Evo-SETI SCALE to measure Life on Exoplanets
Darwinian Evolution over the last 3.5 billion years was an increase in the number of living species from 1 (RNA?) to the current 50 million. This increasing trend in time looks like being exponential, but one may not assume an exactly exponential curve since many species went extinct in the past, even in mass extinctions. Thus, the simple exponential curve must be replaced by a stochastic process having an exponential mean value. Borrowing from financial mathematics (“Black–Scholes models”), this “exponential” stochastic process is called Geometric Brownian Motion (GBM), and its probability density function (pdf) is a lognormal (not a Gaussian) (Proof: see ref. Maccone , Chapter 30, and ref. Maccone ). Lognormal also is the pdf of the statistical number of communicating ExtraTerrestrial (ET) civilizations in the Galaxy at a certain fixed time, like a snapshot: this result was found in 2008 by this author as his solution to the Statistical Drake Equation of SETI (Proof: see ref. Maccone ). Thus, the GBM of Darwinian Evolution may also be regarded as the extension in time of the Statistical Drake equation (Proof: see ref. Maccone ). But the key step ahead made by this author in his Evo-SETI (Evolution and SETI) mathematical model was to realize that LIFE also is just a b-lognormal in time: every living organism (a cell, a human, a civilization, even an ET civilization) is born at a certain time b (“birth”), grows up to a peak p (with an ascending inflexion point in between, a for adolescence), then declines from p to s (senility, i.e. descending inflexion point) and finally declines linearly and dies at a final instant d (death). In other words, the infinite tail of the b-lognormal was cut away and replaced by just a straight line between s and d, leading to simple mathematical formulae (“History Formulae”) allowing one to find this “finite b-lognormal” when the three instants b, s, and d are assigned.
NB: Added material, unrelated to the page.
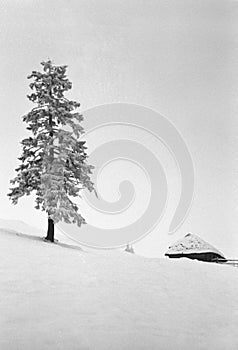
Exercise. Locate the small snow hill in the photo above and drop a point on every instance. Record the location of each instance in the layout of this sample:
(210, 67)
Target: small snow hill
(58, 297)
Next the crucial Peak-Locus Theorem comes. It means that the GBM exponential may be regarded as the geometric locus of all the peaks of a one-parameter (i.e. the peak time p) family of b-lognormals. Since b-lognormals are pdf-s, the area under each of them always equals 1 (normalization condition) and so, going from left to right on the time axis, the b-lognormals become more and more “peaky”, and so they last less and less in time. This is precisely what happened in human history: civilizations that lasted millennia (like Ancient Greece and Rome) lasted just centuries (like the Italian Renaissance and Portuguese, Spanish, French, British and USA Empires) but they were more and more advanced in the “level of civilization”. This “level of civilization” is what physicists call ENTROPY.
Also, in refs. Maccone  and , this author proved that, for all GBMs, the (Shannon) Entropy of the b-lognormals in his Peak-Locus Theorem grows LINEARLY in time. The Molecular Clock, well known to geneticists since 50 years, shows that the DNA base-substitutions occur LINEARLY in time since they are neutral with respect to Darwinian selection. In simple words: DNA evolved by obeying the laws of quantum physics only (microscopic laws) and not by obeying assumed “Darwinian selection laws” (macroscopic laws). This is Kimura׳s neutral theory of molecular evolution. The conclusion is that the Molecular Clock and the b-lognormal Entropy are the same thing.
At last, we reach the new, original result justifying the publication of this paper. On exoplanets, molecular evolution is proceeding at about the same rate as it did proceed on Earth: rather independently of the physical conditions of the exoplanet, if the DNA had the possibility to evolve in water initially. Thus, Evo-Entropy, i.e. the (Shannon) Entropy of the generic b-lognormal of the Peak-Locus Theorem, provides the Evo-SETI SCALE to measure the evolution of life on exoplanets.